The film ended, and he looped it again, letting it become white noise. He couldn't quite get comfortable enough to fall back asleep now that he was awake, so he just rested his eyes, every now and then cracking one open just to watch Chrysali breathe, still snoring ever-so-softly into his chest.
It was another hour before Chrysali finally stirred, a little groggy as she opened one eye and made a slight noise of discontent. "Mmh. Sorry, I didn't mean to drift. How long?"
"Uhhhh," Theron hummed, rotating his wrist to check his chrono. "Only about two hours."
"Mmm. Should get to bed." She started to sit up, but stopped and turned her head to look at him. "What's with the sappy expression?"
"Nothing." Theron craned his head down to kiss her gently, smiling into it. "I just love you."
Chrysali gave him a mildly bemused look. "You're being a little weird, Shan."

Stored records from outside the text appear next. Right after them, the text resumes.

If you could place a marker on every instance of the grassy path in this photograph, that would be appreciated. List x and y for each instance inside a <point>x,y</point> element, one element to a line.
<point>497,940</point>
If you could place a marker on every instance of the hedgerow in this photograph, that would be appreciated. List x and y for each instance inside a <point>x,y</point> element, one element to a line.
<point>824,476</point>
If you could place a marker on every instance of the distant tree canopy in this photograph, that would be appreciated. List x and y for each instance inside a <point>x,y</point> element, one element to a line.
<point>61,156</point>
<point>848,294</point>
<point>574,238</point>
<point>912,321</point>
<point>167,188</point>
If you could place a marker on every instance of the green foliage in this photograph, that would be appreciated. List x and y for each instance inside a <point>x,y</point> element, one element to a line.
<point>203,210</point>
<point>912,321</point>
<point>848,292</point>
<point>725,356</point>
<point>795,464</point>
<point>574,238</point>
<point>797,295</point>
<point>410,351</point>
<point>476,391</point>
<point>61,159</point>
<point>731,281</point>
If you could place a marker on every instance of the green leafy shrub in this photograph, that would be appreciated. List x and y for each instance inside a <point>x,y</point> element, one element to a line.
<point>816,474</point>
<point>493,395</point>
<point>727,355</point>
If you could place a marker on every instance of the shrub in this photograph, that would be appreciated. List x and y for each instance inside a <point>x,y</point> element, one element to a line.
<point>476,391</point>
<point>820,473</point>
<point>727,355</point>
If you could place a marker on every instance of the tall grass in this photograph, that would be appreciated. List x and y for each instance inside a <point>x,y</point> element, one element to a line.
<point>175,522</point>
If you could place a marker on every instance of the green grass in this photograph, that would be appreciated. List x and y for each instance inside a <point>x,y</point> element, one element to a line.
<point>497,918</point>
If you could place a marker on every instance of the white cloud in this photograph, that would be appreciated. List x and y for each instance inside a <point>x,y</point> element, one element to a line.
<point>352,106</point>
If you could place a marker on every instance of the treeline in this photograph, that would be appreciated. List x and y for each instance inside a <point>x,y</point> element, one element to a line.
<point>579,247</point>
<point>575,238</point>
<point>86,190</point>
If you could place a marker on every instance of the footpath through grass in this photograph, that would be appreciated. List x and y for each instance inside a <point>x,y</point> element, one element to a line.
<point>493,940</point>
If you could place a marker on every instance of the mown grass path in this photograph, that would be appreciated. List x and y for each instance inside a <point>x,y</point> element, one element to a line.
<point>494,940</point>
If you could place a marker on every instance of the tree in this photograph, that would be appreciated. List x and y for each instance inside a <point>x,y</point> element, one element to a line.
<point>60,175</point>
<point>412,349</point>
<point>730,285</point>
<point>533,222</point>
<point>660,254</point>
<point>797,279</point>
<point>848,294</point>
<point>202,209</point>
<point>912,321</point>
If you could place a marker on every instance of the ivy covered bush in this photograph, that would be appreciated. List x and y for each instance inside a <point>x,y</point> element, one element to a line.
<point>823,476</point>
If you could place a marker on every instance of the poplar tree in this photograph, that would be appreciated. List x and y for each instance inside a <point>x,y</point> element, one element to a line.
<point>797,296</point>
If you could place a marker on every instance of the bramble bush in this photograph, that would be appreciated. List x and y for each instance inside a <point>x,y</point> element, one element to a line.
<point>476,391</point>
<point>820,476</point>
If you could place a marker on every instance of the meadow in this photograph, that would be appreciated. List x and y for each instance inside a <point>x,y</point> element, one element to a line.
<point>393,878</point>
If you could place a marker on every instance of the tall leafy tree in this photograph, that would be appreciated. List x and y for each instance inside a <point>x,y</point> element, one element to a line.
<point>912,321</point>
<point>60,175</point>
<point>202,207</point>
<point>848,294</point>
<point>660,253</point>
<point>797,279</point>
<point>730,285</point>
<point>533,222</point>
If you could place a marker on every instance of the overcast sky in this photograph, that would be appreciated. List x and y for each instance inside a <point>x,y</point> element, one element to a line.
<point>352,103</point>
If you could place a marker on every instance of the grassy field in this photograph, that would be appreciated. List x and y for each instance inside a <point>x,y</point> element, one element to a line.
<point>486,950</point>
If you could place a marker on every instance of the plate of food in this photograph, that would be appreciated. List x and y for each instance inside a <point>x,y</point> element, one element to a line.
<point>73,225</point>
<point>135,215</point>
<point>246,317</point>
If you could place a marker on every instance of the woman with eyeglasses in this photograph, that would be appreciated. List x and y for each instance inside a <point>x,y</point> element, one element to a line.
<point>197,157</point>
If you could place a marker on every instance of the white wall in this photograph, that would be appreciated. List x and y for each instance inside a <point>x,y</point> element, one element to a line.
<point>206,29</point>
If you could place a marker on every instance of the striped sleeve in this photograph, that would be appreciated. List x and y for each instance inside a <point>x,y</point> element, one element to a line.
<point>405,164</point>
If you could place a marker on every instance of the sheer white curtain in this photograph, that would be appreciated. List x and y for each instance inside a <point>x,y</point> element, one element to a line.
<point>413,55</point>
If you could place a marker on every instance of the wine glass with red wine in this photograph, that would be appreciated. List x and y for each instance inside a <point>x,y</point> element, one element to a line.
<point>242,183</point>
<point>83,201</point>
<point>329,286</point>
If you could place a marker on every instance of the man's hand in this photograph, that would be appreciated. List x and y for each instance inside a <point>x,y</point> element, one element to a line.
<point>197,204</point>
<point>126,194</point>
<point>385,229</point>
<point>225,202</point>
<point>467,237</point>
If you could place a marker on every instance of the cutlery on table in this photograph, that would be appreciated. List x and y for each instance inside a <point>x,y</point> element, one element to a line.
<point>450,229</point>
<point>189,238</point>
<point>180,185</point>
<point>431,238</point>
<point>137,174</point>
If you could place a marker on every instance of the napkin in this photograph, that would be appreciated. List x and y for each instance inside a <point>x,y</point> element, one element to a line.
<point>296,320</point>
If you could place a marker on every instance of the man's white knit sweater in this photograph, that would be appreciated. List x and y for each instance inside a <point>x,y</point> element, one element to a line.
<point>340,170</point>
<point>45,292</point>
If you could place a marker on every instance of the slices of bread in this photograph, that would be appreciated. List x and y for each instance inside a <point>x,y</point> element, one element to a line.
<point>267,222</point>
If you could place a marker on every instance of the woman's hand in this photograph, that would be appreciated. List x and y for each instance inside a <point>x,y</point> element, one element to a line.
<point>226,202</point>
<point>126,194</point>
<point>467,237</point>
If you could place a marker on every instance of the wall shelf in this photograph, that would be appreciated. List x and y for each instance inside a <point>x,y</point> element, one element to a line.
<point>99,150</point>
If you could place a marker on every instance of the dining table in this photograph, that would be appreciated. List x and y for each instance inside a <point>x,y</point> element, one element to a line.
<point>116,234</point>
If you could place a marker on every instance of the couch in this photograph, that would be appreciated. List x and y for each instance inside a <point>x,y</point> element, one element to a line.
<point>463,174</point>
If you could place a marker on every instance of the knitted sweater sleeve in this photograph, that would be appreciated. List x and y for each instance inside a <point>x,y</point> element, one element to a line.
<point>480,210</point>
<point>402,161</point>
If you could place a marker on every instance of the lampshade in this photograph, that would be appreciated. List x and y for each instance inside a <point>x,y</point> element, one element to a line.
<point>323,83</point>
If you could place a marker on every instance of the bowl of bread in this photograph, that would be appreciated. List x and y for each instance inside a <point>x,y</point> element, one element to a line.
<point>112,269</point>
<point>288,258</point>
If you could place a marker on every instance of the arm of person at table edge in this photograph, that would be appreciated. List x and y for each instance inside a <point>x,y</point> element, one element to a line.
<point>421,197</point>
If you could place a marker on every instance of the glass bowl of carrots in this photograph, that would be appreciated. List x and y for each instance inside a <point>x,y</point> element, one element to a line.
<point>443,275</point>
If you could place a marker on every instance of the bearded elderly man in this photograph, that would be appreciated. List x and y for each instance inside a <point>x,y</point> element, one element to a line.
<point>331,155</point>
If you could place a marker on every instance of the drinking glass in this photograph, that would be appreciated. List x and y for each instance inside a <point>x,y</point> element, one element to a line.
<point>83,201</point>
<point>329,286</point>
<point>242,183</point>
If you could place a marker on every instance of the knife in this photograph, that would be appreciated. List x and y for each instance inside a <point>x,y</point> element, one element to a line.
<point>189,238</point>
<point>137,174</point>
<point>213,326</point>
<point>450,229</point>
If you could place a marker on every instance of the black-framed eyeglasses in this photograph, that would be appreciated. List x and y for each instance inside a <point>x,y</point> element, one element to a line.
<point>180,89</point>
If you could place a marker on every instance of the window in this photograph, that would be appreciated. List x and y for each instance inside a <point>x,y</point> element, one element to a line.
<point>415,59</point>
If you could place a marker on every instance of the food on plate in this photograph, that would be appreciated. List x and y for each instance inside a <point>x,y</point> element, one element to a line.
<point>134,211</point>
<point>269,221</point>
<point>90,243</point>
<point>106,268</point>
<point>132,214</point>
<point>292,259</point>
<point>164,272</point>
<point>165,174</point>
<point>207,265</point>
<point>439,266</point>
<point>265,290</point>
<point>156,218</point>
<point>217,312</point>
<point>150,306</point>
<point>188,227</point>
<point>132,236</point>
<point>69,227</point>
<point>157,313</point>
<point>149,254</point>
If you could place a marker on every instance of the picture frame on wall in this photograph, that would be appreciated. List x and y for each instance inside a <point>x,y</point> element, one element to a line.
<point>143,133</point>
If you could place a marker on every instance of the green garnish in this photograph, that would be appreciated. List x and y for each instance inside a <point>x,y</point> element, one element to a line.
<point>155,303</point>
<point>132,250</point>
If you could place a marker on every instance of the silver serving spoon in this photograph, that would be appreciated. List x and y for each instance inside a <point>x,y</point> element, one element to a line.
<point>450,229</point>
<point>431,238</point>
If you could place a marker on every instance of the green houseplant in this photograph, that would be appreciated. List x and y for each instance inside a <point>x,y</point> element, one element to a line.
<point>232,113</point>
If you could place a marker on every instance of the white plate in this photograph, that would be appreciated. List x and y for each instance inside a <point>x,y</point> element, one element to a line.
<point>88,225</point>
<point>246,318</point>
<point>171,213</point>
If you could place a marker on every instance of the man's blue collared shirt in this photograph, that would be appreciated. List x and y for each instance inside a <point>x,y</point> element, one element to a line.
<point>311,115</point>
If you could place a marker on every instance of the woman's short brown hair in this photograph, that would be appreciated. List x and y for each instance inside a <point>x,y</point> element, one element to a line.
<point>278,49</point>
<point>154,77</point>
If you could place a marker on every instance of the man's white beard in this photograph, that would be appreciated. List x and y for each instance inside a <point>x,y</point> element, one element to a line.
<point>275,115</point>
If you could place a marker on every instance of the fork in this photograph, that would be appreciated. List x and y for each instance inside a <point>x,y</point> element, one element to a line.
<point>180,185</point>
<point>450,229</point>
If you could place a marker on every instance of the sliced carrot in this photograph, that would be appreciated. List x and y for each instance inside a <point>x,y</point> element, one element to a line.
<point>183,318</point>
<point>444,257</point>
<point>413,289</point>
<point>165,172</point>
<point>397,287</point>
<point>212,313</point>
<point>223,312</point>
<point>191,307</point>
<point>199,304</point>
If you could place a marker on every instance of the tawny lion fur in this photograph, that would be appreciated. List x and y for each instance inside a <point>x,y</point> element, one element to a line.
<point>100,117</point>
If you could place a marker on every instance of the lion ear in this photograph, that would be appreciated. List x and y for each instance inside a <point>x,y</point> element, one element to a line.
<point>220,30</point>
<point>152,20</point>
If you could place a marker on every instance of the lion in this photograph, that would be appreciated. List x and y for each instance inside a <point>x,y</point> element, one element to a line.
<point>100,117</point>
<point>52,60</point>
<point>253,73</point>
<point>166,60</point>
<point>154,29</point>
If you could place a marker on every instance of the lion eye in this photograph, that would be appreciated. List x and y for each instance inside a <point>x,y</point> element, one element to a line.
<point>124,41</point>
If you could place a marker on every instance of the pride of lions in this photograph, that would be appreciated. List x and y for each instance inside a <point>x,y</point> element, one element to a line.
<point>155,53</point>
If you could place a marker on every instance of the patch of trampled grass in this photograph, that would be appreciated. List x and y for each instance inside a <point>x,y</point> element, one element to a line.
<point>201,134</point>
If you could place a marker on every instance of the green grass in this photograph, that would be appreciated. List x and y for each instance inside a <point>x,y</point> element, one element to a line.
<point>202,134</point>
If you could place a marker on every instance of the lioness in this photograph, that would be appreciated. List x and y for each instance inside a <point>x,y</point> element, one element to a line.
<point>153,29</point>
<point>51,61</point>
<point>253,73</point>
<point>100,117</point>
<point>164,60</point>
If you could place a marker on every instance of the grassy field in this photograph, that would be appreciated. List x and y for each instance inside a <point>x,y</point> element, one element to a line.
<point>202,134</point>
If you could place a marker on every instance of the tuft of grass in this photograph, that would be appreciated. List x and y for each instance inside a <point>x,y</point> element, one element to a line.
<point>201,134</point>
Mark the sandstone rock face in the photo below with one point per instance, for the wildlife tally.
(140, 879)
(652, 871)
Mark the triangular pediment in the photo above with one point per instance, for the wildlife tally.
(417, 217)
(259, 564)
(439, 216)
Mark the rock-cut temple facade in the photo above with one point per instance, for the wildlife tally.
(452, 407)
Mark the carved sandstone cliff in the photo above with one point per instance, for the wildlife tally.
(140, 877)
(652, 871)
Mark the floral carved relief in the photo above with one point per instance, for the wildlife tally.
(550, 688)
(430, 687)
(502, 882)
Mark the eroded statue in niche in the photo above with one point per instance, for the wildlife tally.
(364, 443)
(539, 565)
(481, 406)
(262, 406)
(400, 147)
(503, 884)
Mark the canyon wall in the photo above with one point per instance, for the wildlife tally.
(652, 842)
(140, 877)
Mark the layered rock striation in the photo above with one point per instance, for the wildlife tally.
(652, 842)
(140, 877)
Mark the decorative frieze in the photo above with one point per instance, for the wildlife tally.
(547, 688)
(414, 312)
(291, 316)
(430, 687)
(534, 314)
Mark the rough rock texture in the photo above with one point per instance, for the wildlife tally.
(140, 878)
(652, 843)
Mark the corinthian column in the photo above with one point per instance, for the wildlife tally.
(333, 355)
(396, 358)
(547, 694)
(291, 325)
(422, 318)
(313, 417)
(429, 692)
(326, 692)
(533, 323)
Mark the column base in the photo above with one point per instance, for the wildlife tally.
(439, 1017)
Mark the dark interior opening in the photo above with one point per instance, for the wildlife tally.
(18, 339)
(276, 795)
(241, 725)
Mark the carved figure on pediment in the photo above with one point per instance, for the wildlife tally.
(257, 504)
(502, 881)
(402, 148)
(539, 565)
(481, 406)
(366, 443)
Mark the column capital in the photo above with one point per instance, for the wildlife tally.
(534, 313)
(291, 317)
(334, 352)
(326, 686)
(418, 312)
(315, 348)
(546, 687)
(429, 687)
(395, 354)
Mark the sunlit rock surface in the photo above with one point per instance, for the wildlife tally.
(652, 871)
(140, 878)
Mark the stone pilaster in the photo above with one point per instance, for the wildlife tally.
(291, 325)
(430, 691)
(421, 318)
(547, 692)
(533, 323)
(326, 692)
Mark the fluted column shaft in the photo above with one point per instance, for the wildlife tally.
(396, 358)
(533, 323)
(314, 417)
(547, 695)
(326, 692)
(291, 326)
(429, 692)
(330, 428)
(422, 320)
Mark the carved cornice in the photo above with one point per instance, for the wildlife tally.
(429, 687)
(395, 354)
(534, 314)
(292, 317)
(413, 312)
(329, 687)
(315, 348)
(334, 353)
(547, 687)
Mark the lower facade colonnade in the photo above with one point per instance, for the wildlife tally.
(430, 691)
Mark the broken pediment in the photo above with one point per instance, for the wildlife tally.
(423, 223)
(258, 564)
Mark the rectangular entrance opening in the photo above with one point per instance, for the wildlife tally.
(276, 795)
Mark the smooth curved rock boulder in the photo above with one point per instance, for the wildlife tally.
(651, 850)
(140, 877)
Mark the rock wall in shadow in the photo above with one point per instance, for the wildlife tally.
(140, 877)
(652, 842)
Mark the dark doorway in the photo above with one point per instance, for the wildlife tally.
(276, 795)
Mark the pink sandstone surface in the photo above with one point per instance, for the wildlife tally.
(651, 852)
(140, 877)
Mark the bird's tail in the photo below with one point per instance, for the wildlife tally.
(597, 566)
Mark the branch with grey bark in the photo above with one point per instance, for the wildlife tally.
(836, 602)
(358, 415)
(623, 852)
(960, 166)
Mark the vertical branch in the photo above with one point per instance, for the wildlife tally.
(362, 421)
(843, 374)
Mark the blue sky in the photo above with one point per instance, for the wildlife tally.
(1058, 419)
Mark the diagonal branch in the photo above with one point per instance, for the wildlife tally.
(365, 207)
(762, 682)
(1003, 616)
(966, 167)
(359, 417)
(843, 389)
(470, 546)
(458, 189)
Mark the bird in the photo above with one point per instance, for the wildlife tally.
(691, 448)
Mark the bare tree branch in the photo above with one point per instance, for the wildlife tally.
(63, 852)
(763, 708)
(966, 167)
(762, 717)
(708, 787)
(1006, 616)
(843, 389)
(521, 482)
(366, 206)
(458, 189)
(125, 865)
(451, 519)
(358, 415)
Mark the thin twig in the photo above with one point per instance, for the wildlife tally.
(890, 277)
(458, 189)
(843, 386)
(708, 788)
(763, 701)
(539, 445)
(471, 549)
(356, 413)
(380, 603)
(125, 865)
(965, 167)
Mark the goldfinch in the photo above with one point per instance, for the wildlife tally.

He shrugged, and started to sit back up so they could disentangle themselves and get to bed, but before he could sit back up Chrysali caught him with a gentle hand on the back of his neck and pulled him back down, grey eyes filled with sleepy contentment. "I didn't say you had to stop."
"Good," Theron laughed. "Though I don't think the 'weird' thing is something I can really change."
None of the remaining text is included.